The atypical antipsychotic asenapine has been reformulated for bipolar I disorder in children aged 10–17. The drug (trade name Saphris) was approved by the Food and Drug Administration (FDA) in 2009 for adults with schizophrenia and bipolar disorder. It is sometimes used as a treatment for mixed episodes (depression with some symptoms of mania).
The new formulation consists of 2.5mg tablets that are taken sublingually (under the tongue), and are available in a black cherry flavor. These can be prescribed as monotherapy for the acute treatment of manic or mixed episodes in children and teens.
In a recent retrospective study, people with bipolar disorder I, bipolar disorder II, and major depressive disorder were interviewed about a 14-year period of their illness, and several differences emerged.
People with bipolar disorder I described their illnesses as including more psychomotor retardation (slowing of movements) and more psychotic features. People with bipolar disorder II had more mixed states than both people with major depression and people with bipolar I disorder. They also had less psychomotor slowing than people with bipolar I disorder.
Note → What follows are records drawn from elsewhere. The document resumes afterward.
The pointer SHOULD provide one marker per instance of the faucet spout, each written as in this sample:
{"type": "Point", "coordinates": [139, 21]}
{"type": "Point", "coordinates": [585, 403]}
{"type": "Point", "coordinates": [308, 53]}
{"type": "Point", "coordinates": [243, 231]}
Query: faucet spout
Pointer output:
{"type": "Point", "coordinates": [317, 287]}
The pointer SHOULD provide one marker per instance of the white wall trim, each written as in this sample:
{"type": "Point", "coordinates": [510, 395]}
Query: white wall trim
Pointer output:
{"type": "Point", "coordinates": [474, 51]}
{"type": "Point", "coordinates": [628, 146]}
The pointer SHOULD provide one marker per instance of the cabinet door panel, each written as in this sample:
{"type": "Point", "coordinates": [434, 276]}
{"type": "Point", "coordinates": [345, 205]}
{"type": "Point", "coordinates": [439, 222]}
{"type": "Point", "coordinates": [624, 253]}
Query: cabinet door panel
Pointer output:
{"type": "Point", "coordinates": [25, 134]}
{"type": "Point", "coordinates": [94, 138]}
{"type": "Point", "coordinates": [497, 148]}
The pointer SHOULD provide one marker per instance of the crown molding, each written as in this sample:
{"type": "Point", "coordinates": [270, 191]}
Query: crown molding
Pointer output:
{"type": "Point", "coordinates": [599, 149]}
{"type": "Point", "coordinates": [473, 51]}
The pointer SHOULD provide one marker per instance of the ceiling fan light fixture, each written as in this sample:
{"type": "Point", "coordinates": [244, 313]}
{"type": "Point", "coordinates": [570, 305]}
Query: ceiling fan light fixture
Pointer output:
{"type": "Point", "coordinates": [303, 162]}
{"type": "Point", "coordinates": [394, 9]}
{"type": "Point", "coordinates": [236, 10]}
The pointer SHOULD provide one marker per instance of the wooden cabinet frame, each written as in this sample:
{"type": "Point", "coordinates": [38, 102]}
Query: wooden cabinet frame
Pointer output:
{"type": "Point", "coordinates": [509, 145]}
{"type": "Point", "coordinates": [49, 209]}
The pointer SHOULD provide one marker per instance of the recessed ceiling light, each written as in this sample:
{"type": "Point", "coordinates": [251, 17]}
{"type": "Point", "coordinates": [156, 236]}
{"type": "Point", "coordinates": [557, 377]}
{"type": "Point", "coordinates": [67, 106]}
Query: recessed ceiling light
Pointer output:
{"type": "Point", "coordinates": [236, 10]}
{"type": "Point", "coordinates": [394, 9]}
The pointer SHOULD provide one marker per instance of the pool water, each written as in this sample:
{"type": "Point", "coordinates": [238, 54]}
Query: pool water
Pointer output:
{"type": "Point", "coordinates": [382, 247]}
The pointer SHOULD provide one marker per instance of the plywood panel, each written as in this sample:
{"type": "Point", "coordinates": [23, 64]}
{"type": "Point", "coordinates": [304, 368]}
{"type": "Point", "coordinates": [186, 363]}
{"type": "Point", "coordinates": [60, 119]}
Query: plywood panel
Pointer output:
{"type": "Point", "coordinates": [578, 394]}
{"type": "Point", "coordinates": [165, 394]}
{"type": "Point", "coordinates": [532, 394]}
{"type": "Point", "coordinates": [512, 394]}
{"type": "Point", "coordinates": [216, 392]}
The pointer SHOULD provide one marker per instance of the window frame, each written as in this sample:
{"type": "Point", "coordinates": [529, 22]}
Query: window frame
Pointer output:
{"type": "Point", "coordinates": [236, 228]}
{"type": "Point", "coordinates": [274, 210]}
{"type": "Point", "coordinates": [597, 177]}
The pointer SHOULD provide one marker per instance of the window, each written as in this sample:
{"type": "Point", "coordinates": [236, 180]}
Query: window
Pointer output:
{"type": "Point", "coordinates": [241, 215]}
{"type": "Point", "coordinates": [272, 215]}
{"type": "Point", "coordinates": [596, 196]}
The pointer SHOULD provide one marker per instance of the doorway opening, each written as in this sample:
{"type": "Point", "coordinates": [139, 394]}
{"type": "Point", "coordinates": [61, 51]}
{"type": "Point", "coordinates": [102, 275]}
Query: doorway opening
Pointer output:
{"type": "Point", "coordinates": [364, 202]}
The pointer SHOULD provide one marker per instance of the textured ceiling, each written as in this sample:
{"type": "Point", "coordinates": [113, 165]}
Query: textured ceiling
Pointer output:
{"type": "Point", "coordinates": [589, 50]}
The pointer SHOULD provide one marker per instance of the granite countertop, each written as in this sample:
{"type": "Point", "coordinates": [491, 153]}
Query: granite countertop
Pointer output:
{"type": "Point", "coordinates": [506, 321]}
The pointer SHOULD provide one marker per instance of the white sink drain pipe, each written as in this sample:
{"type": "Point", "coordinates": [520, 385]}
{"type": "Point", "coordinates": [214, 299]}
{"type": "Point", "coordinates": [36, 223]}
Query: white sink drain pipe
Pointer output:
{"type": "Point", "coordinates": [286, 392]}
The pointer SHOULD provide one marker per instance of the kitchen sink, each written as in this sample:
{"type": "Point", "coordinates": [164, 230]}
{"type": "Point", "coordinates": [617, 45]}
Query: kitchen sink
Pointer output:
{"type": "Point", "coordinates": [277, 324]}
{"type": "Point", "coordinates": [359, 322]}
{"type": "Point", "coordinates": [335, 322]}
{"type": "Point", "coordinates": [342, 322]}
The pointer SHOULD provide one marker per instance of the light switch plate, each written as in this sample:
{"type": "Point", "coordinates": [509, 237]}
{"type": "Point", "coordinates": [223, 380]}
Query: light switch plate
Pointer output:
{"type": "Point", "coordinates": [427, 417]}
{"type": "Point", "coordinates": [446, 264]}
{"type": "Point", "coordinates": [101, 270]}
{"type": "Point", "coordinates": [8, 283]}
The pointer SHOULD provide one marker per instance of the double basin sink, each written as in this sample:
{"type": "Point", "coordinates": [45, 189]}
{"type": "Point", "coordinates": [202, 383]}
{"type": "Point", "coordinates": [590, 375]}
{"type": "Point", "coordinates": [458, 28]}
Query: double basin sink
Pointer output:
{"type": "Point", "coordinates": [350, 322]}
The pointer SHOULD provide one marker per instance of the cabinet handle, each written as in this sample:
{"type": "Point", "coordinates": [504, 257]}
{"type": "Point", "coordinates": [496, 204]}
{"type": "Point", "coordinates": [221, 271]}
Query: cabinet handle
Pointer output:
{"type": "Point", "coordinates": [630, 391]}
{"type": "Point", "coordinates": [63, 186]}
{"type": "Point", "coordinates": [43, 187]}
Another purpose of this study by Andrew Frankland and colleagues in the Journal of Clinical Psychiatry, was to determine the effectiveness of the Probabalistic Approach to Bipolar Disorder, a statistical method for differentiating diagnoses. The approach was successful in differentiating both bipolar subtypes from major depression, but not in differentiating between the bipolar subtypes.
While attention-deficit hyperactivity disorder (ADHD) is fairly common among people with bipolar disorder, the genetic risks of inheriting these two illnesses run separately in families. In a recent study of 465 people and 563 of their first-degree relatives by Susan Shur-Fen Gau and colleagues, people with bipolar I disorder were likely to have relatives with bipolar I disorder, and people with ADHD were likely to have relatives with ADHD, but ADHD did not increase risk of bipolar disorder and vice versa.
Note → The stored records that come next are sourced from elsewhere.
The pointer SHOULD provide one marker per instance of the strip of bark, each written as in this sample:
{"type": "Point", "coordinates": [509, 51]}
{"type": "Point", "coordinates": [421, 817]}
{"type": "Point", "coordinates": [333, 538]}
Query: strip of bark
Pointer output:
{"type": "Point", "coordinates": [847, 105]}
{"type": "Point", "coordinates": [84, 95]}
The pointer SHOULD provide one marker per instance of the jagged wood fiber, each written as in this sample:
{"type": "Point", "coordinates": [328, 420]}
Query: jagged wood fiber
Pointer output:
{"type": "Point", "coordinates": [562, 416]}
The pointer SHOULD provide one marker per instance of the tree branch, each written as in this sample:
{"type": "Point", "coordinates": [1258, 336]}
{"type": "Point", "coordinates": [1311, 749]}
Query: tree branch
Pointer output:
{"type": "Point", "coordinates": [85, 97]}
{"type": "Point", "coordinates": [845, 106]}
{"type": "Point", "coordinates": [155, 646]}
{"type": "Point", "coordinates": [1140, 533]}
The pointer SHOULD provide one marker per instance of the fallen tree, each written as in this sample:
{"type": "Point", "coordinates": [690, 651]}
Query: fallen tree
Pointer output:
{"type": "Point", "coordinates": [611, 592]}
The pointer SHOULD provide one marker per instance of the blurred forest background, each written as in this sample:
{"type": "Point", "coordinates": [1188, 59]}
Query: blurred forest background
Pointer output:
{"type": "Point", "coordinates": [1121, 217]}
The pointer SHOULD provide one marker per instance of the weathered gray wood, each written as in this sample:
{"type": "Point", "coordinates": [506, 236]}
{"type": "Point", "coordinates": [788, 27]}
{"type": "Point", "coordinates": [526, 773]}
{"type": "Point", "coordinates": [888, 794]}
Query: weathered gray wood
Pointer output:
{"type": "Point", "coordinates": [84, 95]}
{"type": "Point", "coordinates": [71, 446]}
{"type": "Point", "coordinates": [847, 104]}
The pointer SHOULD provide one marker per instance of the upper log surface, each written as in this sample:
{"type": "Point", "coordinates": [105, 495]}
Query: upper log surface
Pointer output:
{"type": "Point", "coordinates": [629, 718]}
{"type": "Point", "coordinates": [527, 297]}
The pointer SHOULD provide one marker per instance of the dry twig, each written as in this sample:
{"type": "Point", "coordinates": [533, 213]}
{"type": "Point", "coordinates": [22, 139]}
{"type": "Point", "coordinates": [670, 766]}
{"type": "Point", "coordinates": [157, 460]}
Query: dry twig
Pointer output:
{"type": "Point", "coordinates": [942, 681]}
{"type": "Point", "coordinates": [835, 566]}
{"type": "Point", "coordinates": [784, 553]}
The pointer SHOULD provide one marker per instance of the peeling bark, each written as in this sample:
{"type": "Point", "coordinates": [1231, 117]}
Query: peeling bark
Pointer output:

The researchers hypothesize that other reasons people might develop both disorders include developmental precursors to the illnesses, neurocognitive functioning, sleep problems, and personality traits such as impulsivity and disinhibition.
Editor’s Note: At a recent scientific meeting, Gau and her colleague Kathleen Merikangas said that people with bipolar disorder in the study were five times more likely to have relatives with bipolar disorder. Bipolar disorder and ADHD were comorbid in 37.8% of those with bipolar I disorder, 16.4% in bipolar II disorder, 14% in depression, and 1.1% in normal controls.